I don't think Gura actually has the biggest opsec, though. Her immediate family, at least, knows who she is. Mumei hasn't even told hers anything beyond that she does youtube stuff, and she hides any sign of hololive stuff whenever a repairman or whatever comes by. Also, Gura has the shark/hololive merch shelf, but I'd be surprised if she has her giant play button with "Gawr Gura ch" hanging up on the wall where anybody can see it.
She's in the States and bought a house. You can easily not have anyone know.
I do find myself wondering what issues are "ok for some but not others". The only things that come to mind are workload, money, travel and human relations/interpersonal stuff.
Maybe the idea of constantly working and planning towards events and projects that are 1 or even 2 years away and never being guaranteed to see an outcome is draining motivation. Some people need to work with tangibles.
Organizations can be a pain in the ass, but having to do everything remote will always be a headache.
Especially nowadays, for better or worse, people just jump to "oh, it's OnlyFans" if a girl in her age range mentions an online job that she needs to be vague about.
On my end, I'm not sure how to feel about that members stream. It really feels like she has absolutely no plans to do any form of streaming in the near-term, and I made my peace with that, but I guess I was still holding out on some faint hope.

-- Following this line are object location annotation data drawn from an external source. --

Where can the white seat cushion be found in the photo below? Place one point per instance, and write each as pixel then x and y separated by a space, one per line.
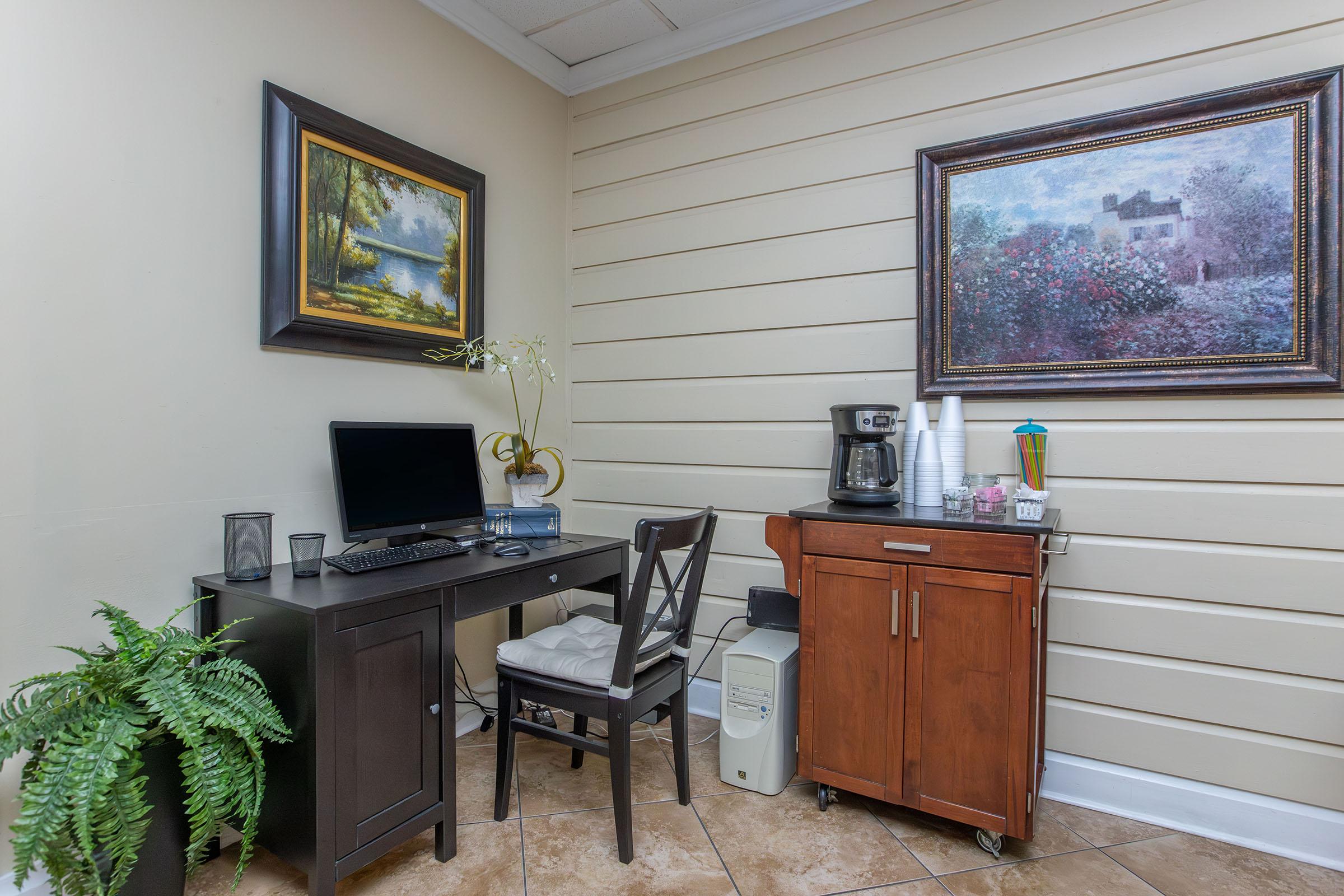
pixel 582 651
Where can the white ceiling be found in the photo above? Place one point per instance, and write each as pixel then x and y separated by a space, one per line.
pixel 581 45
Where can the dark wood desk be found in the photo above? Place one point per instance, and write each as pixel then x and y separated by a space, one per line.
pixel 362 668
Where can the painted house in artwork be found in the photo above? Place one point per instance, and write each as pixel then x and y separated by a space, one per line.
pixel 1140 218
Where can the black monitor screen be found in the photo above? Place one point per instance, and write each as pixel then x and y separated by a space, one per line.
pixel 405 477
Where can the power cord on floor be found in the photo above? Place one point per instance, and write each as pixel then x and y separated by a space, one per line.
pixel 464 687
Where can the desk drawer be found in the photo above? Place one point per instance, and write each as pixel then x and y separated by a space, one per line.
pixel 926 547
pixel 483 595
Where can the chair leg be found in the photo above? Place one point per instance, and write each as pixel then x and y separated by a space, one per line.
pixel 680 739
pixel 505 747
pixel 619 743
pixel 581 730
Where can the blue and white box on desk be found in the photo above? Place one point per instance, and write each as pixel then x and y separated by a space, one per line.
pixel 523 523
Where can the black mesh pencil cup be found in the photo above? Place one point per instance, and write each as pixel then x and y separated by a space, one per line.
pixel 246 546
pixel 306 553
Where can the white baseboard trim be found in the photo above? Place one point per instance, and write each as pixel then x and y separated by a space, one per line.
pixel 1267 824
pixel 704 699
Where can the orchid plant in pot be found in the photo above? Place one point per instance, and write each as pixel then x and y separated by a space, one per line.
pixel 518 450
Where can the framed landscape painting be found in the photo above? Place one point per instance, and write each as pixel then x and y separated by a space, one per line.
pixel 1184 246
pixel 373 246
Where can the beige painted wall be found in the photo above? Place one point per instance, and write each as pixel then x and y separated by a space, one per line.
pixel 744 257
pixel 136 403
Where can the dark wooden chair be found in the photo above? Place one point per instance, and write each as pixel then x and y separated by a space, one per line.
pixel 613 673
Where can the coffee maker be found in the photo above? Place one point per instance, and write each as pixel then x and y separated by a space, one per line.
pixel 864 463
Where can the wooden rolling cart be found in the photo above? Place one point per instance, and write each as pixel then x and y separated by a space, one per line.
pixel 922 659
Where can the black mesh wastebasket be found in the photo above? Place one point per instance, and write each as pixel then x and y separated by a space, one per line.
pixel 306 553
pixel 246 546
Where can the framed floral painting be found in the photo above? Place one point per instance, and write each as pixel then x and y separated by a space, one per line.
pixel 373 246
pixel 1184 246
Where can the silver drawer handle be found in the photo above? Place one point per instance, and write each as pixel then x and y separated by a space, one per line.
pixel 1067 536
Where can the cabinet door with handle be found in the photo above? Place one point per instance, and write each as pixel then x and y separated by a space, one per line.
pixel 388 726
pixel 851 675
pixel 968 712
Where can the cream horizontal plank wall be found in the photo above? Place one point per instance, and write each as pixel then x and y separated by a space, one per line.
pixel 744 257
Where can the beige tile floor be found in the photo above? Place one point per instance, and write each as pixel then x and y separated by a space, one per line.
pixel 559 840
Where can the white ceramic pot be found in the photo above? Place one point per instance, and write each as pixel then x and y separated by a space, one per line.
pixel 528 489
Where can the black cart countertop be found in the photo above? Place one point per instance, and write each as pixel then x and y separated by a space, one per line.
pixel 926 517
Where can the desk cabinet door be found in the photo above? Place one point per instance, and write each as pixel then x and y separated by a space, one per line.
pixel 388 726
pixel 851 675
pixel 968 711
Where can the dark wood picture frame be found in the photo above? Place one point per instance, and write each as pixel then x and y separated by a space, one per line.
pixel 287 119
pixel 1314 101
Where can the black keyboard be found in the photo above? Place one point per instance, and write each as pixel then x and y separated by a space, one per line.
pixel 384 558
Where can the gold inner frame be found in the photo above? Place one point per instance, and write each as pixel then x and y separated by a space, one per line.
pixel 1296 110
pixel 304 308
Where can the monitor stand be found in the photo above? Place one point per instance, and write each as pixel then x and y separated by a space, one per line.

I'm trying to re-frame it a bit now and look at it this way; she did something she ended up enjoying for the time she did it and that is going to enable her to do something that has been a life-long passion/dream job for her (reading between the lines on the marine biology expedition stuff), and we as fans were a part of making that possible. I think that should be enough.
"I do backoffice work for a small Japanese Game company. It's boring but it's a nice bonus income."
I hadn't even thought of that. Yeah, the idea that someone might jump to conclusions and think that would probably be so mortifying for her that she'd rather not talk to people at all.
Yeah, they would. Trust me on that.
I still think a lot of these girls joined for a much laxer working environment where shit was just slapped together on the fly and vtubing was seen as much more of a "hobby that makes you money". Now these girls are basically half-streamer half-pop star, with a billion responsibilities and limitations, I don't think you have to complicate the reasoning so much to see why some members aren't really willing to stay anymore.
Things changed and friction adds up.